Run a neural network without PyTorch, TensorRT, or Python — just pure CUDA.
This repository demonstrates a fully standalone C++/CUDA implementation of a multi-layer perceptron (MLP) using cuBLASLt and a few lightweight custom kernels.
It performs forward inference directly on the GPU — no frameworks, no Python, no hidden layers of abstraction.
The goal is to demonstrate how lean and transparent deep learning inference can be when we remove framework overhead and run "close to the metal."
AI frameworks like PyTorch and TensorRT are extremely capable — but they are also heavy, opaque, and difficult to control.
This project demonstrates that even a well-known and highly optimized model, such as an MLP, can run efficiently without relying on such frameworks or libraries.
By compiling directly to CUDA/C++, all framework layers between the model and the GPU are removed.
Practical benefits:
-
🚀 High performance: Direct GPU access through optimized libraries or custom kernels — with minimal framework overhead.
-
💾 Lightweight footprint: One small binary; ideal for edge devices, restricted environments, or safety-critical systems.

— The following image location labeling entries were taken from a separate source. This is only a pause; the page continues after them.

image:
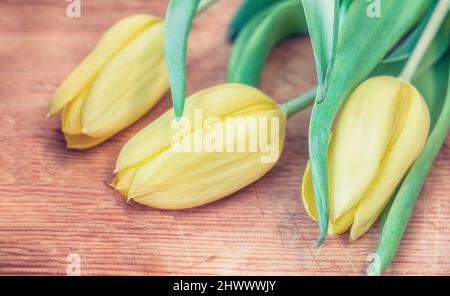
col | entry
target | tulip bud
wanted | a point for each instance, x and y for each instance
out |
(122, 78)
(381, 130)
(229, 136)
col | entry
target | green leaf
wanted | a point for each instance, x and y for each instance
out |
(358, 52)
(398, 215)
(259, 36)
(180, 14)
(246, 11)
(323, 24)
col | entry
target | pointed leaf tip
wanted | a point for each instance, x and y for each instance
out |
(180, 15)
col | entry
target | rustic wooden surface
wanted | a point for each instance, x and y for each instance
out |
(54, 202)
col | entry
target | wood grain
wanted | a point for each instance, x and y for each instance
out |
(54, 202)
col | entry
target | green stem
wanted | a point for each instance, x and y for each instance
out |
(205, 4)
(439, 14)
(299, 103)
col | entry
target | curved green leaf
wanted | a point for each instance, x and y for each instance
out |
(397, 216)
(358, 53)
(246, 11)
(180, 14)
(259, 36)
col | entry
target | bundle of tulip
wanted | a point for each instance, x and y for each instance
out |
(384, 88)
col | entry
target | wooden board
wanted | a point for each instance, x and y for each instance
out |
(54, 202)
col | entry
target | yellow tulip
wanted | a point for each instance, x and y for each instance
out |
(121, 79)
(381, 130)
(155, 168)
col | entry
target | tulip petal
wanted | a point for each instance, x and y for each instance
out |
(410, 133)
(361, 138)
(219, 101)
(71, 116)
(128, 86)
(308, 193)
(196, 179)
(118, 36)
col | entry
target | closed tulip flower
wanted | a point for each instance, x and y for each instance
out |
(381, 130)
(229, 136)
(122, 78)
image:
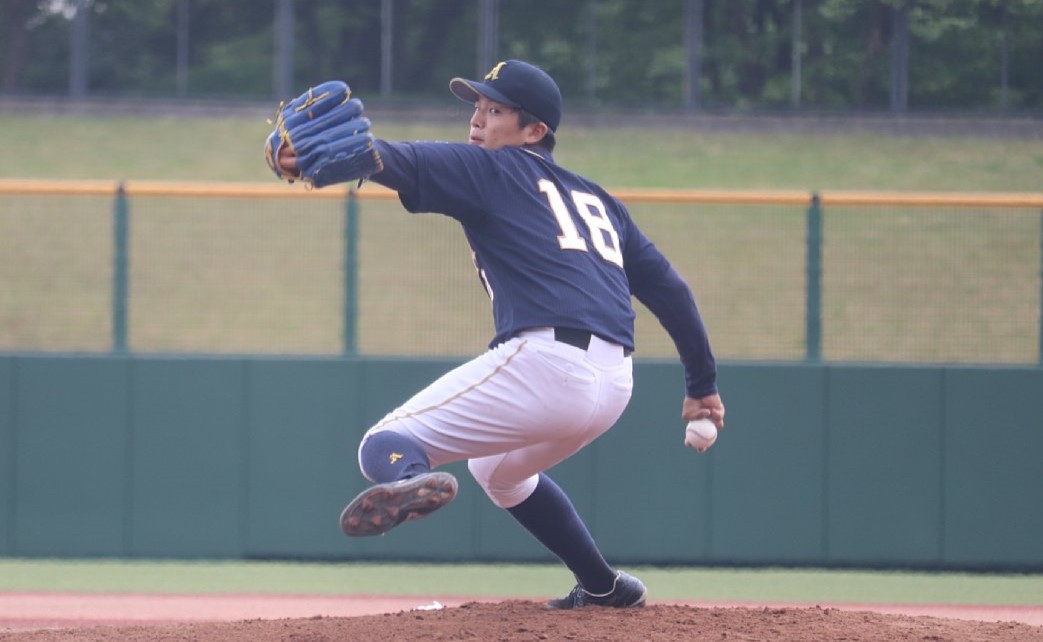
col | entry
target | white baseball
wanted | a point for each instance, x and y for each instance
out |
(700, 435)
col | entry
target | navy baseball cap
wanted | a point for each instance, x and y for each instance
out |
(518, 84)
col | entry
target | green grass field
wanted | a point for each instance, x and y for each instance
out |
(536, 581)
(193, 148)
(262, 275)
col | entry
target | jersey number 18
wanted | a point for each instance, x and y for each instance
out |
(591, 210)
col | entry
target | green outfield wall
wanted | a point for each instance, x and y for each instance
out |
(236, 458)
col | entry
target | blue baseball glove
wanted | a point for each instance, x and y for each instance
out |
(324, 128)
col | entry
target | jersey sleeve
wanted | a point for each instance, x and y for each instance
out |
(449, 178)
(658, 287)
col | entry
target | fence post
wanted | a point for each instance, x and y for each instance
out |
(352, 274)
(813, 313)
(121, 224)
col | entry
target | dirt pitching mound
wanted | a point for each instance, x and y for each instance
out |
(510, 621)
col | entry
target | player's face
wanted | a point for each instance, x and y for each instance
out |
(494, 125)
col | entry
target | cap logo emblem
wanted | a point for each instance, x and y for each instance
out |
(492, 75)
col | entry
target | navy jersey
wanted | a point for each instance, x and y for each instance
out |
(553, 248)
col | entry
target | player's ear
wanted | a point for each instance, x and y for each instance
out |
(534, 132)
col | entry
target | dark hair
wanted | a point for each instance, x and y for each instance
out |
(526, 119)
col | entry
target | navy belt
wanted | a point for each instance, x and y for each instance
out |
(578, 339)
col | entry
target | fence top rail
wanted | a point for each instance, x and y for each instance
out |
(371, 191)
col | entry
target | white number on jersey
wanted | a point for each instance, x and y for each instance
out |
(591, 210)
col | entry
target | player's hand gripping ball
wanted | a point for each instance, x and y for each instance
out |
(326, 131)
(700, 435)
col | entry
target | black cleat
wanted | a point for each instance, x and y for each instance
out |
(381, 508)
(628, 592)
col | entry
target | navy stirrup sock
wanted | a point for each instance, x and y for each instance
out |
(389, 457)
(552, 518)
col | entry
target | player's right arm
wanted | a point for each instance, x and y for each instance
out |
(657, 285)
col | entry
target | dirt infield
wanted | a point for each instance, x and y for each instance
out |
(69, 617)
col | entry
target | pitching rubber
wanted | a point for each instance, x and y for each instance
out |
(381, 508)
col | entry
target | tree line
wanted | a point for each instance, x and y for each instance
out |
(965, 55)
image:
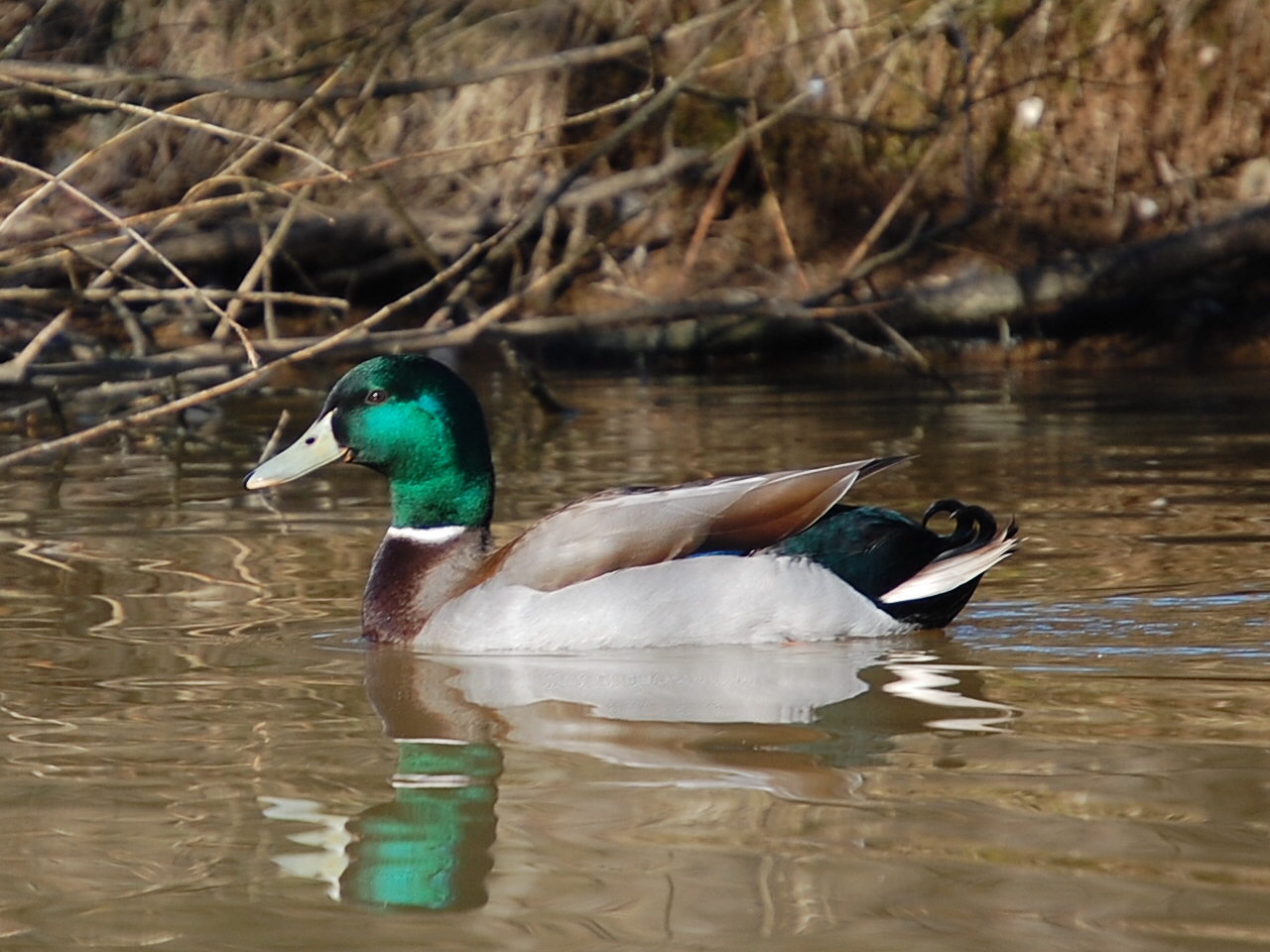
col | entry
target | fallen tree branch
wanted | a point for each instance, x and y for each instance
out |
(462, 264)
(1138, 267)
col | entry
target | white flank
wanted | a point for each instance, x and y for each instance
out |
(947, 574)
(702, 601)
(431, 536)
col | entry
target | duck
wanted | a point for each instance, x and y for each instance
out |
(762, 558)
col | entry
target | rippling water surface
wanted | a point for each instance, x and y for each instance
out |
(199, 754)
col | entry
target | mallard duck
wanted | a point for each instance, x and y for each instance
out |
(743, 560)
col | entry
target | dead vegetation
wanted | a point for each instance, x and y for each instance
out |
(195, 193)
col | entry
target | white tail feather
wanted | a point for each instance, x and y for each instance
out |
(947, 574)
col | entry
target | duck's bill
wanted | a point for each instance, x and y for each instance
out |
(313, 451)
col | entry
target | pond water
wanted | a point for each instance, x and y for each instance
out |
(199, 753)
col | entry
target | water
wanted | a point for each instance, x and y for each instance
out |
(199, 754)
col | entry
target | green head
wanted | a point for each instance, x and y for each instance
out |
(412, 419)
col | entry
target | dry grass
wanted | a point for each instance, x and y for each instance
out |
(1148, 109)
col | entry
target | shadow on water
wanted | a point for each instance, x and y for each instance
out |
(194, 735)
(789, 721)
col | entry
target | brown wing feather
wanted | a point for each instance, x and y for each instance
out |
(621, 530)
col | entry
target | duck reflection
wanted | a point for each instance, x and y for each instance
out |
(794, 721)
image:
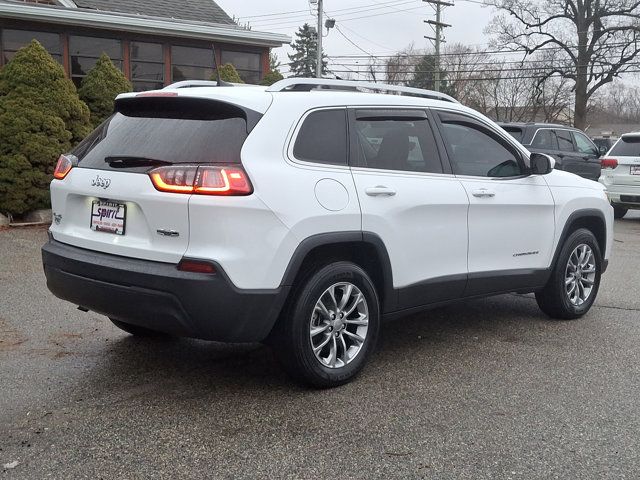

Unlike PyTorch, the statically compiled binary offers potential for auditability, reproducibility, and deterministic behavior.
-
🧠 No Python or PyTorch runtime: Minimal host-side overhead; the model runs directly on the GPU.
-
🔁 Stable and reproducible: No dependency hell or version mismatches — once compiled, it runs consistently on any compatible NVIDIA system. With minor adjustments, the same approach could be applied to other vendors (e.g., AMD) using HIP instead of CUDA.
-
🔍 Transparency: Every custom kernel and operation is visible, modifiable, and understandable. Third-party or vendor-provided libraries may remain opaque (cuDNN, cuBLAS) if used.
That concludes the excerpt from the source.